Tuesday, August 22

my five cents on abortion

One of the most pithy summaries I've read of the debate over abortion was in the June 25, 2006 New Yorker article "Reversing Roe," by Cynthia Gorney. (It's not online, unfortunately.) She covers the internal debate in South Dakota, which recently passed an intentionally unconstitutional bill that bans all abortions, except in the case of preventing the woman's immenent death. This bill "distills the anti-abortion positions to its simplest, most logically coherent essence," Gorney writes.

This is because "the only form of abortion law that makes real internal sense, for a dedicated right-to-lifer, is one with no exceptions categories at all." (Exceptions categories, she explains, started during the decade before Roe v. Wade, when many states started loosening anti-abortion laws by allowing women to get abortions in certain circumstances, beyond saving the woman's life. These categories allowed abortion for rape or incest, deformed fetuses, or the woman's physical or mental health.)

Gorney continues:
If the premise [that a fetus is a full human being] is to remain intact, a person who professes to be pro-life but insists on a rape-and-incest exception (which covers most pro-life politicians in this country, including President Bush) is saying one of two things: either it is justifiable to kill children in some circumstances, or what grows in a woman's uterus is a child if the woman had sex voluntarily but not if she was forced into it.
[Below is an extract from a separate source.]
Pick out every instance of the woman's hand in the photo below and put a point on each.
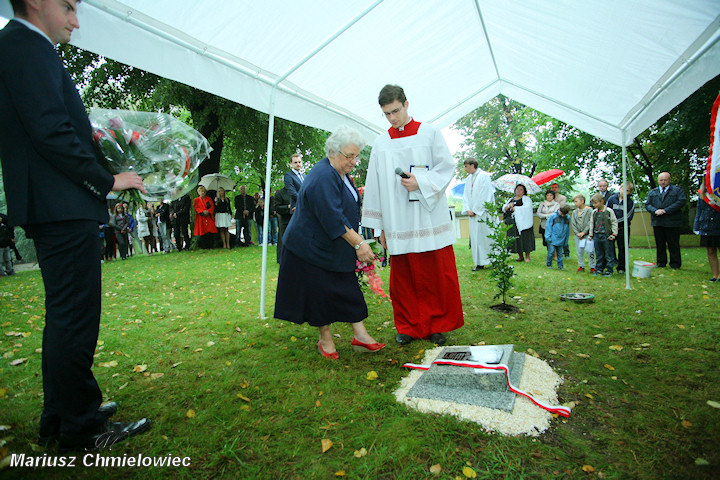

Neither of those options is plausible, under most people's sense of logic and morality.... So here's the dilemma [for pro-life activists]: how prudent is it to push people who might otherwise be your allies—who might be at least partially helpful to your cause—to examine the inconsistency of their own position? You might win them over to the true-believer ranks: it's a child, so the law can't permit killing it unless that's the unfortunate consequence of trying to save its mother's life. Or you might alienate them so thoroughly that they end up in the enemy camp: abortion has to be legal at least for rape and incest, which means that it isn't a child, which means the foundational premise is wrong, which means abortion is not child-killing after all but, rather, a morally complex act that requires society to weigh one thing against another—the severity of the pregnant woman's distress, for exampe, versus developing human life. That is exactly the kind of weighing Justice Harry Blackmun engaged in when he wrote the majority opinion in Roe v. Wade.
Now I suppose pro-life activists could say that this portrayal of abortion as a "morally complex act" involves no principled stand. But that's the problem with overly rigid stances: they rarely fit the world, so we can either try to wrap our minds and morals around the world as it is, or we can struggle to squeeze the world into a tight box.